Un samedi au calme

Une contrebasse, une batterie et une guitare : c’est la base de 5 for Trio. Instrumentalistes de talent, les trois maîtres ont commencé la soirée avec quelques-unes de leur composition bien maîtrisées. Je suis restée un peu froide devant cette performance, peut-être parce que j’ai trouvé leur présence scénique très peu entrainante. L’intensité musicale y était, les solos étaient plus qu’impressionnants, mais il manquait un petit quelque chose en mon sens. J’aurais aimé qu’ils me tendent plus la main pour entrer dans leur bulle.

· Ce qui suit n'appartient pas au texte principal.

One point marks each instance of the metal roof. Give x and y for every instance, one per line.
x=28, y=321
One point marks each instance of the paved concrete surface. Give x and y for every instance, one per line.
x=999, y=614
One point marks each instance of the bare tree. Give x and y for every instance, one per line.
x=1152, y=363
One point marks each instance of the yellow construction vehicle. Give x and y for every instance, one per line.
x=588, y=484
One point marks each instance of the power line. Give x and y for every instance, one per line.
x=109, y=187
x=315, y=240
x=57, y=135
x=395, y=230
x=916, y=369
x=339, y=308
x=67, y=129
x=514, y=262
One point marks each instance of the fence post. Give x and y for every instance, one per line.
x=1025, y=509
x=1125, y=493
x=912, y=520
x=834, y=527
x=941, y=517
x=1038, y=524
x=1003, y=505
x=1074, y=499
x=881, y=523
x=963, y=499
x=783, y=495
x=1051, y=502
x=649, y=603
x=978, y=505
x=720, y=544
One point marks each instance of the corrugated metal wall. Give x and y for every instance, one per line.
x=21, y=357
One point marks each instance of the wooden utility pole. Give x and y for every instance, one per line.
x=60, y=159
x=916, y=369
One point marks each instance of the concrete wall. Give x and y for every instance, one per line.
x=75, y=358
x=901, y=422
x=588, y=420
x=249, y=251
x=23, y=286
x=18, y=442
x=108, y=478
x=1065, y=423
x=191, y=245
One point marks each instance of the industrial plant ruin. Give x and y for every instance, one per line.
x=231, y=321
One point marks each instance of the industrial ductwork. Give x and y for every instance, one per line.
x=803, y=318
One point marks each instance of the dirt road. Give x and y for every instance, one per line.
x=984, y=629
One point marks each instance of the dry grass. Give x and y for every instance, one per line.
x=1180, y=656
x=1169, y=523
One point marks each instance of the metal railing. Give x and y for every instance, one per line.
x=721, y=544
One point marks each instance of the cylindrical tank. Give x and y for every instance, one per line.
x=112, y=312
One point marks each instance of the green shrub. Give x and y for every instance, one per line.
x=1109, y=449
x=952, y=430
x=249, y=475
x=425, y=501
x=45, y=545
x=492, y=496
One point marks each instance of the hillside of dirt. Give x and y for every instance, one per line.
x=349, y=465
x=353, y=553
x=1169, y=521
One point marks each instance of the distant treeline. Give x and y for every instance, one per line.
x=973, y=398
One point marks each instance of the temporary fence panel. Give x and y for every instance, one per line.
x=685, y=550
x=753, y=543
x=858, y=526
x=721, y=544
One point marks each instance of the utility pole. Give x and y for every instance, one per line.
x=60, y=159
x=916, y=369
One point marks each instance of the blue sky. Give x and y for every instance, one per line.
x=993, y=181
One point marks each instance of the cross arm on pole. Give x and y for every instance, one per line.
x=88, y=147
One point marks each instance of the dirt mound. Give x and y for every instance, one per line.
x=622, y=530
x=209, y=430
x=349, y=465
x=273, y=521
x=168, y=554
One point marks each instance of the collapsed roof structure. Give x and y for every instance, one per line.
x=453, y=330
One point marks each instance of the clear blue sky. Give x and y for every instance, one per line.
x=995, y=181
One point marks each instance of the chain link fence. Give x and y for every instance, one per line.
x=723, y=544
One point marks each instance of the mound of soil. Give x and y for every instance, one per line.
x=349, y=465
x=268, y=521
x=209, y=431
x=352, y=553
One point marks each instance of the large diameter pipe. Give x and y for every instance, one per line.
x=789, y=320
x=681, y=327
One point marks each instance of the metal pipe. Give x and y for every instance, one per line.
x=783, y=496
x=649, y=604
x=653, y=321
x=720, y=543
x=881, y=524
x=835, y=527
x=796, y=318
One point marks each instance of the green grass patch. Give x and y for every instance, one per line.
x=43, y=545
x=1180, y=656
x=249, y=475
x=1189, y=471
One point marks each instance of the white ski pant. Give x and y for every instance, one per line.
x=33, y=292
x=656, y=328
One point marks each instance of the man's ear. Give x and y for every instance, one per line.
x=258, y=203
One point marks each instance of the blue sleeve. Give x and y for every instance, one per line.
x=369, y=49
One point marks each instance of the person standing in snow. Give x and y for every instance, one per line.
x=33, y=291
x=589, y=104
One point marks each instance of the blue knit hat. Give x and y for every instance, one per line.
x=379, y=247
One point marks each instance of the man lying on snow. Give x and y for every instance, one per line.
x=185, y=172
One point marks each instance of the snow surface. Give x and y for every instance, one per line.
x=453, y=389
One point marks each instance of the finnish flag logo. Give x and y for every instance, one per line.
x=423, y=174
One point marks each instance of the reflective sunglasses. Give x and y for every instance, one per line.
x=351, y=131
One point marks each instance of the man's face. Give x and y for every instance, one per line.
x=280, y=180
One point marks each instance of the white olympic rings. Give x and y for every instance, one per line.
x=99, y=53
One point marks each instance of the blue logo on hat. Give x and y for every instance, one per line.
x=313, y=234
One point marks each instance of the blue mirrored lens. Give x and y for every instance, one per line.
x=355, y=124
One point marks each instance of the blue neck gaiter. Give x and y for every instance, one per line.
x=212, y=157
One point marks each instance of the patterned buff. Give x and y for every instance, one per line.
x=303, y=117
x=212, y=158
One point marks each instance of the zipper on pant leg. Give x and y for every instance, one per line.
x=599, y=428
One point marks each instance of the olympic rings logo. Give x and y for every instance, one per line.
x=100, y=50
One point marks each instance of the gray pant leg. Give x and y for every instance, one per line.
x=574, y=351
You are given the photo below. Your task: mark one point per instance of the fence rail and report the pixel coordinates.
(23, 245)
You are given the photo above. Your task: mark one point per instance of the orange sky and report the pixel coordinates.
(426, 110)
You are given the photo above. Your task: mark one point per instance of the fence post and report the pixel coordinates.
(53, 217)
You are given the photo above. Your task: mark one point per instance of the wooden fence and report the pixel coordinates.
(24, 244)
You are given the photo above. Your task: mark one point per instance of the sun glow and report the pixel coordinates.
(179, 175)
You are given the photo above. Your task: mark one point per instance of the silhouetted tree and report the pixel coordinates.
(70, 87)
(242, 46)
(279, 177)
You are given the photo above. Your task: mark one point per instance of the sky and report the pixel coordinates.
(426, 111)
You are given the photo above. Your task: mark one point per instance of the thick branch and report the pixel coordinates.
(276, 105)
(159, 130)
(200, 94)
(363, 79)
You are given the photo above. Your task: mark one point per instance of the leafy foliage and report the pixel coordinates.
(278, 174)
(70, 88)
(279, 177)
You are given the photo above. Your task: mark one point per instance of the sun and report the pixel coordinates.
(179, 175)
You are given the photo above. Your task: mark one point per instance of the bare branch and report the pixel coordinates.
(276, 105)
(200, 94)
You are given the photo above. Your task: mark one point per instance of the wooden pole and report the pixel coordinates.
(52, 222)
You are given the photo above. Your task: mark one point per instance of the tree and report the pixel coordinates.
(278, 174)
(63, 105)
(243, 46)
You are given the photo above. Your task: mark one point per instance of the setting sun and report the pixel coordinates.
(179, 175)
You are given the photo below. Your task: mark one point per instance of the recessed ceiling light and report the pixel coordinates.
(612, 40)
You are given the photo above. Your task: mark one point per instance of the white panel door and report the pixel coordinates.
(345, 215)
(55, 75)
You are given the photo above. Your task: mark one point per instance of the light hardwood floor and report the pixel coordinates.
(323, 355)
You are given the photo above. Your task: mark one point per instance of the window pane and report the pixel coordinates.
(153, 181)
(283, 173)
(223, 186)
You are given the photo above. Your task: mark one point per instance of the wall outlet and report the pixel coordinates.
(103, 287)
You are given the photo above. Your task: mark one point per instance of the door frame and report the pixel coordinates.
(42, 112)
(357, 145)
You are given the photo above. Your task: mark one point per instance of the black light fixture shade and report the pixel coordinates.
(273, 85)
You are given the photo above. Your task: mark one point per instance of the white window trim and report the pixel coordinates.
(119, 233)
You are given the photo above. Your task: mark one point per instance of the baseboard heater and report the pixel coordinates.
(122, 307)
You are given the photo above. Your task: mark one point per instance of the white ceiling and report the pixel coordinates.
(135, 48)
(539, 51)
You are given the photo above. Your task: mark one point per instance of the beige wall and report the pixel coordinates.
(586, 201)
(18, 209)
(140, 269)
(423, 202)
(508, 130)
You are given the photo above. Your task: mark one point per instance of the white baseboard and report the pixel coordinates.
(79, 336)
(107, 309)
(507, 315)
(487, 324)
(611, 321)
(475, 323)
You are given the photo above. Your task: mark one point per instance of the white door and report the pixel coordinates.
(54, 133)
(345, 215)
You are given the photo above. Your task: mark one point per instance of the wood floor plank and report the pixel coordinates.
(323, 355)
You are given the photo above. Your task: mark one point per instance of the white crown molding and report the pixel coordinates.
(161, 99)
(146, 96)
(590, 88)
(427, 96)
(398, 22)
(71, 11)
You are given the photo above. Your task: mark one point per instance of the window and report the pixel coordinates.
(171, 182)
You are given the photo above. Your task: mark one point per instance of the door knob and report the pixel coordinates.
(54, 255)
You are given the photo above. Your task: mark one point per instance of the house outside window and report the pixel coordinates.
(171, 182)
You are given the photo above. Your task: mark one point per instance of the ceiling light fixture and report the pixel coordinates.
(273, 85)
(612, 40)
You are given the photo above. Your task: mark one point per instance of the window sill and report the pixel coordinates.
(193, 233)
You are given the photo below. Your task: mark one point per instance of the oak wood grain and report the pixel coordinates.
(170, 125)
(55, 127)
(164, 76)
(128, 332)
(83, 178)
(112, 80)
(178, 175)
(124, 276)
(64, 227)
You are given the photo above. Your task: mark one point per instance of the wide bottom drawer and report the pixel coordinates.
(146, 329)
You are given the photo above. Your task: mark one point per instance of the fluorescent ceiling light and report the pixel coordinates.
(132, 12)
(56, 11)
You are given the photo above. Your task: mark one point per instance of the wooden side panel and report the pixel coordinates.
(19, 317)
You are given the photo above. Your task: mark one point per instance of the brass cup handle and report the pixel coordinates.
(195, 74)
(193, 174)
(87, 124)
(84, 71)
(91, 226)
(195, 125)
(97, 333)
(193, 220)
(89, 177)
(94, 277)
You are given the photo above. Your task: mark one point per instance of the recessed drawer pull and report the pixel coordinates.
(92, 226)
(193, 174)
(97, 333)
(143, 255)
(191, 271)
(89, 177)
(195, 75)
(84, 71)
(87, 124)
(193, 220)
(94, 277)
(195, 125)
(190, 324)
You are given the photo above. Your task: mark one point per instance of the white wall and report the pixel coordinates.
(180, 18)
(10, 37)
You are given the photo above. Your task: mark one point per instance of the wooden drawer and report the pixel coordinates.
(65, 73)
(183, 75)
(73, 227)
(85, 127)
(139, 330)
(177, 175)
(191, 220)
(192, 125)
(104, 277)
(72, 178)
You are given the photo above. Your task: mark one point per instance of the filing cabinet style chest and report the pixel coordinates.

Antoine Lachance, que j’ai vu avaler un whisky avant de monter sur scène, a fait lever un peu plus la foule. Bête de scène, il est en connexion avec sa guitare et joue de celle-ci du bout des doigts, comme un rocker des années 80. Il a un timbre vocal particulier qui a fait sourire mes oreilles. Par contre, j’ai trouvé que ses mots d’entre-tounes étaient un peu trop longs et inutiles. Pas besoin de nous mettre en contexte à ce point et de tout nous raconter à l’avance ; la chanson parle d’elle-même.  Mais bon, je fais ma difficile, c’était tout de même un bon spectacle.

Mes épaules sont lourdes, mon cœur est en neige. Quand on se fait oublier par les autres et par soi-même.

Julien Gagné et Basta : excellent. Malgré le fait que le chanteur ne chante pas vraiment mais hurle plutôt, j’ai trouvé les paroles d’une profondeur touchante et troublante. Plusieurs textes étaient vraiment très bien écrits, et ce, même si tout ne rimait pas parfaitement. Les musiciens étaient TOP NOCH et accompagnaient leur soliste à merveille. Seul hic : j’ai raté (j’dois être sourde) quelques paroles en raison des cris trop forts du chanteur.

La forêt est reine. Elle nous survivra.